Our collaboration partner KU Leuven developed a novel vaccine platform technology, using the YF17D as a live viral vector to engineer novel vaccines against unmet medical needs. This plug-and-play technology has been validated using a series of target and model antigens, such as rabies, Zika, Ebola and Lassa.
Aim
Based on our previous knowledge for YFV production in suspension cells, we want to develop a novel straightforward manufacturing approach (readied for industrial scale) for these YF17D-based vaccines which is reliable and outcompetes the benchmark set by prior technology.

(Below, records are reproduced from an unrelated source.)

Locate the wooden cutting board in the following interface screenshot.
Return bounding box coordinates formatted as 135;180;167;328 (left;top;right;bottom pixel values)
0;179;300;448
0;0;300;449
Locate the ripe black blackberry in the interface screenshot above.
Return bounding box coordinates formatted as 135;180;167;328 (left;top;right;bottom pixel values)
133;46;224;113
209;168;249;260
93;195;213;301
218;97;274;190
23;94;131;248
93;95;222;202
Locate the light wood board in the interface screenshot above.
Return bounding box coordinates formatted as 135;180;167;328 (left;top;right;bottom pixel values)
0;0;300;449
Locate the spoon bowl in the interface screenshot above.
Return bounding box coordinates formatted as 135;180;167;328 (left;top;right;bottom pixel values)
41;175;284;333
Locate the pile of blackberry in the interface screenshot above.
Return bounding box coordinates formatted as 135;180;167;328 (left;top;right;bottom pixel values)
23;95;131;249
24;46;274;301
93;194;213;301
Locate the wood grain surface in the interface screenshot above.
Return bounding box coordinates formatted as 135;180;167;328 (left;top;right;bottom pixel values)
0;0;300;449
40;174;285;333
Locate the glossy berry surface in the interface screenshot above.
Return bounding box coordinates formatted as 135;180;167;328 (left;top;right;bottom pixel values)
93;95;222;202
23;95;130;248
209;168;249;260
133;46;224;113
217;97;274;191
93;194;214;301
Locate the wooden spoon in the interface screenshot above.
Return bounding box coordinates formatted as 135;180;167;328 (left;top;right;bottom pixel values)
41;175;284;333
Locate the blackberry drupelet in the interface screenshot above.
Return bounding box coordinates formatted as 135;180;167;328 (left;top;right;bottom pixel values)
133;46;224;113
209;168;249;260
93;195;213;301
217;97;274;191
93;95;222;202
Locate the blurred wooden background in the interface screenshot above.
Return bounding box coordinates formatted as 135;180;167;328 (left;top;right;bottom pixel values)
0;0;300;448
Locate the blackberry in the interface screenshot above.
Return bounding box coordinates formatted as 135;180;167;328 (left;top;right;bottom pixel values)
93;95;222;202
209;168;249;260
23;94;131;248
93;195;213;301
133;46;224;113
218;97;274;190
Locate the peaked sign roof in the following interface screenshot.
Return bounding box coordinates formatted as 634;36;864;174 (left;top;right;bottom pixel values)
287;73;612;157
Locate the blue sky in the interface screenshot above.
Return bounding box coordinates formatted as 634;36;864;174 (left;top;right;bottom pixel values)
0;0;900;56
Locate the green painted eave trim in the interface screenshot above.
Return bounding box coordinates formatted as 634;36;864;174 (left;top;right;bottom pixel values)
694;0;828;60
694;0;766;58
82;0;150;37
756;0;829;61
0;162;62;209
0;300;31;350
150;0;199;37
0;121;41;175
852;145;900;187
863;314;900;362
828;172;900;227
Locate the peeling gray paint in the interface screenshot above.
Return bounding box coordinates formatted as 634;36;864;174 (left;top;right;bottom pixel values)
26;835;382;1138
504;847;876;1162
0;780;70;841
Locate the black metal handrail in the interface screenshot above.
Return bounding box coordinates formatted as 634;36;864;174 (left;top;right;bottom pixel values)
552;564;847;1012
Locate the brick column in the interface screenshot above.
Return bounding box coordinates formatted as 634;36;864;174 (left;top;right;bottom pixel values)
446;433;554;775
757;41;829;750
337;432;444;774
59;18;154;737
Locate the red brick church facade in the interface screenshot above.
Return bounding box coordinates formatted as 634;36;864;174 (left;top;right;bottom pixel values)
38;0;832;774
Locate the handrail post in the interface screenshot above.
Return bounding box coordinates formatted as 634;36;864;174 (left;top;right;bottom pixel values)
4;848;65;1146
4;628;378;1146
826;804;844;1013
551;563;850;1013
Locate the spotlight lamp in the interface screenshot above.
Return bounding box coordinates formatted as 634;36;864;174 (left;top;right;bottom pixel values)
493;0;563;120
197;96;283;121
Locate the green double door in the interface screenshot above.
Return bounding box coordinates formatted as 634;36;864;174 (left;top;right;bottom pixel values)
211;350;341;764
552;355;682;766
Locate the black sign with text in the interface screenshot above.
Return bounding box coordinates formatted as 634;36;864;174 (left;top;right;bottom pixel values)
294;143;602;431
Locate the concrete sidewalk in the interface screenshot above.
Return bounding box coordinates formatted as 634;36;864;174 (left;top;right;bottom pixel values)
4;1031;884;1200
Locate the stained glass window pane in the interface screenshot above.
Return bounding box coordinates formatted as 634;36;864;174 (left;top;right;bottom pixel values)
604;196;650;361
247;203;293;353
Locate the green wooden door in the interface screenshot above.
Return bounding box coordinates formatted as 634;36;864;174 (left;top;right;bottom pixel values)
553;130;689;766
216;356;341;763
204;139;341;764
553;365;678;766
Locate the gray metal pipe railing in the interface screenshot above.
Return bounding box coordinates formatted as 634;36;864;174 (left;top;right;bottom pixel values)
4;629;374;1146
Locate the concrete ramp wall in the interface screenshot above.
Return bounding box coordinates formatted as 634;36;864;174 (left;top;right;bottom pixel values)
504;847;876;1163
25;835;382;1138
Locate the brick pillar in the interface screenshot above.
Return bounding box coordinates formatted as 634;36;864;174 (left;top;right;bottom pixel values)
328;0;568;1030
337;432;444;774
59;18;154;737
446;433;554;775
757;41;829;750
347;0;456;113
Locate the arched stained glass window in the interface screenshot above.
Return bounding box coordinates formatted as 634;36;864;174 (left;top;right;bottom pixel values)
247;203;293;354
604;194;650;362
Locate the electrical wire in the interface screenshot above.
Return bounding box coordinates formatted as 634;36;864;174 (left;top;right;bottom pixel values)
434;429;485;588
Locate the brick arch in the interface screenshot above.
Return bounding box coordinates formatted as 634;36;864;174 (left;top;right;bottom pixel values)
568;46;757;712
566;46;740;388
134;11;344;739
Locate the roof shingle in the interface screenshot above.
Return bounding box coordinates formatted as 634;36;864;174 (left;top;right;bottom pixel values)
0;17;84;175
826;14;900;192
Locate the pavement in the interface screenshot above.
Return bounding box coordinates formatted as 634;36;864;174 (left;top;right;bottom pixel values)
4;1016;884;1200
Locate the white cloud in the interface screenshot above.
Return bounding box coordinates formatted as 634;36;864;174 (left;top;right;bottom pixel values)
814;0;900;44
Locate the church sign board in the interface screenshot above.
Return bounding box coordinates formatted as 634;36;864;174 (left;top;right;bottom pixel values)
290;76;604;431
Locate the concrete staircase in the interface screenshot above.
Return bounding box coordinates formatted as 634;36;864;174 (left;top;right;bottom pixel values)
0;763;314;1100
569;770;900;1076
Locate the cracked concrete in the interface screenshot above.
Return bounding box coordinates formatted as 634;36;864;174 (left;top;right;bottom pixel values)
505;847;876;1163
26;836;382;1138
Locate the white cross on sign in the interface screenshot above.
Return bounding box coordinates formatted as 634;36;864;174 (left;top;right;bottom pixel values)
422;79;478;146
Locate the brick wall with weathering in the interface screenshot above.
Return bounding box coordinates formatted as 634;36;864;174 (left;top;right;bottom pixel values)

Our approach should ideally be transferable to a wide range of different YF17D-based constructs, i.e. by process intensification and control for operation of high-cell-density perfusion cultivations with optimal infection conditions.
References
Kum, D.B., Mishra, N., Boudewijns, R. et al. A yellow fever–Zika chimeric virus vaccine candidate protects against Zika infection and congenital malformations in mice. npj Vaccines 3, 56 (2018).
Sanchez-Felipe, L., Vercruysse, T., Sharma, S. et al. A single-dose live-attenuated YF17D-vectored SARS-CoV-2 vaccine candidate. Nature 590, 320–325 (2021).